Figure 8 reveals that the combined swell and windsea results in an exceedance probability for crest heights between that of pure swell and that of pure windsea, rather similar to narrowbanded waves of second order. However, the combined exceedance probability is based on a linear swell and a third-order windsea. Linear and second-order nonlinear [14] simulations were added.

8 The Short-Crested Crossing Sea State of the Prestige Accident

In Trulsen et al. [45] we considered the bi-modal and multi-directional (short-crested) sea state in which the oil tanker MV Prestige accident occurred on 13 November 2002. The tanker suffered damage on the starboard side of its hull while sailing close to Cape Finisterre, off the northwestern coast of Spain.

In the previous hours of the accident, the windsea was evolving towards higher periods and the swell in the opposite way. The final situation after the accident was a swell with higher mean period and a windsea with lower mean period, with a similar value of dominant mean period \(T_\mathrm{m}\) about 9 s for both wave systems, both systems with a comparable significant waveheight (about 4.5 m) and crossing at about 90\(^\circ \).

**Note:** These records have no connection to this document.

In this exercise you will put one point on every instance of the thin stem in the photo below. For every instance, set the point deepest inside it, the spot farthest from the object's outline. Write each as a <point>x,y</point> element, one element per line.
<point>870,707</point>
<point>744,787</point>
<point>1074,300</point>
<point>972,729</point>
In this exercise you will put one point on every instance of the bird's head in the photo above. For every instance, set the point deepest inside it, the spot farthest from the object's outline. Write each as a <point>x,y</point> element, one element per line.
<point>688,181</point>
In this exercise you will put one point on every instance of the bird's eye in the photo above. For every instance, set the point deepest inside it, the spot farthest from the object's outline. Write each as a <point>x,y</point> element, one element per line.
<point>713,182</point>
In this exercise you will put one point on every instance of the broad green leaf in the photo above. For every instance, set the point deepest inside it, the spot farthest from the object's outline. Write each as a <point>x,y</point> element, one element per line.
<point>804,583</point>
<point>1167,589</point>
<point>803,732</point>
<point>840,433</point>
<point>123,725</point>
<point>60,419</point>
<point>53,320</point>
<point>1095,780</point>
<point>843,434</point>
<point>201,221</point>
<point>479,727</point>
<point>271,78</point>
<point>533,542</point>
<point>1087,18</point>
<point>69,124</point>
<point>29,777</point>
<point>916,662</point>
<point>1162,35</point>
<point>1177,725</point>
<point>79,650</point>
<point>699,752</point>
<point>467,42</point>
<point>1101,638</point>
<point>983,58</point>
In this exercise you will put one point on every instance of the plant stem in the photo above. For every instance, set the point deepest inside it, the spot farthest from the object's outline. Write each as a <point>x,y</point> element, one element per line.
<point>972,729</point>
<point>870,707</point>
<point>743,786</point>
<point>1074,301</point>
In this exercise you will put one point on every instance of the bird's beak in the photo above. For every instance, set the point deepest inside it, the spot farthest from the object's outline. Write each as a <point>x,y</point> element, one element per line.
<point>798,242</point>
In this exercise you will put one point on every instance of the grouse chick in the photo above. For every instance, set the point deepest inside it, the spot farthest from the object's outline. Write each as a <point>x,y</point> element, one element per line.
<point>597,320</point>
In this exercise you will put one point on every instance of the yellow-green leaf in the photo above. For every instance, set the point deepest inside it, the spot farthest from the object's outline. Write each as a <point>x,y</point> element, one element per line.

In Trulsen et al. [45] the global wind-forcing model ARPEGE [1, 5] was used to force a ECWAM-based wind generation model [8] to provide hourly directional hindcast spectra. Those spectra were used as input of HOSM to simulate the temporal evolution in terms of sea surface wave fields. For each initial hindcast spectrum, a total of 50 realizations with the initial random phases between \([0, 2 \pi )\) were performed. The temporal evolution of the wave fields covered a total time of 100 \(T_\mathrm{m}\), with a sampling interval of 10 \(T_\mathrm{m}\). We here reconsider those simulations in order to check the performance of Eq. (5) on the combined and the partitioned swell and windsea.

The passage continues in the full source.